ブックマーク・評価・いいね、誤字報告をありがとうございますm(_ _)m

投稿初日に、タイトルを誤字るというミスを犯してしまいましたが、日間異世界転生/転移 恋愛位4(2023/6/20)日間総合55位(2023/6/20)まで。

感謝しかありません.˚‧º·(ฅдฅ。)‧º·˚.


因みに誤字った時のタイトル『転生前』だと、社畜か仕事人間のような主人公です。強気な女性を目指して書きましたので、どうぞよろしくお願いいたします。

 転生先を選べるのなら選びたいし、時間軸もまた然り。


「エミリア。しばらく不便をかけるが、分かってほしい」


 目の前の男が何を言っているのか、さっぱり理解できなかった。

 重苦しい空気。いかにも執務室といった感じだ。


「君はザイーリ公爵夫人なのだから」


 夫人?


 思わず辺りを見渡した。が、他に夫人と呼べるような人物はいない。つまり、私のことを指しているらしい。

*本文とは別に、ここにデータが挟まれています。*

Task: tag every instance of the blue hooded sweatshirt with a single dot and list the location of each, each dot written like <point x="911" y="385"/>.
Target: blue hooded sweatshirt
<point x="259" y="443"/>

 さらに言うと、目の前に座っている、この男は誰なのだろう。


 まさか旦那ってことはないわよね? もしかして私、怒られている最中?


「申し訳ありませんが、もう一度言ってもらえませんか?」


 怒鳴られる覚悟で聞くと、男は勢いよく顔を上げた。驚いた表情なのは残念だが、なかなかのイケメン。

 けれど、魅力には欠けた。たとえるなら、そうだなぁ。なよなよした男。あからさまに気が弱そうだと思った。


 うん。私のタイプじゃない。


 それが態度にも表れていたのだろう。目の前の金髪男は一瞬、(ひる)んだ表情をした。


「だからその、彼女が無事に子を産むまで、この屋敷で世話をしたいんだ」

「彼女って? それに誰の子なんですか?」

「それは勿論、俺の子で……」

「で?」

「彼女は…………」


 金髪男はそういうと、(うつむ)いたまま何か言っている。


「はっきりしろ!」


 思わず机を叩いた。


「俺の愛人です」

「私は?」

「へ?」


 もう一度叩いてやろうか、と思ったが、やる方も手が痛くなる。今もじんじんしている手の代わりに睨んだ。


「お、俺の奥さんです」

「なるほど。ありがとう。状況は分かったわ」

「は?」


 私は間抜けな声を出している、旦那と思われる金髪男に背を向けた。


 なにせ、今はそれどころではない。詰まるところ私は、旦那に浮気された挙句、身籠った愛人がやってくる、という修羅場に挑もうとしているのだ。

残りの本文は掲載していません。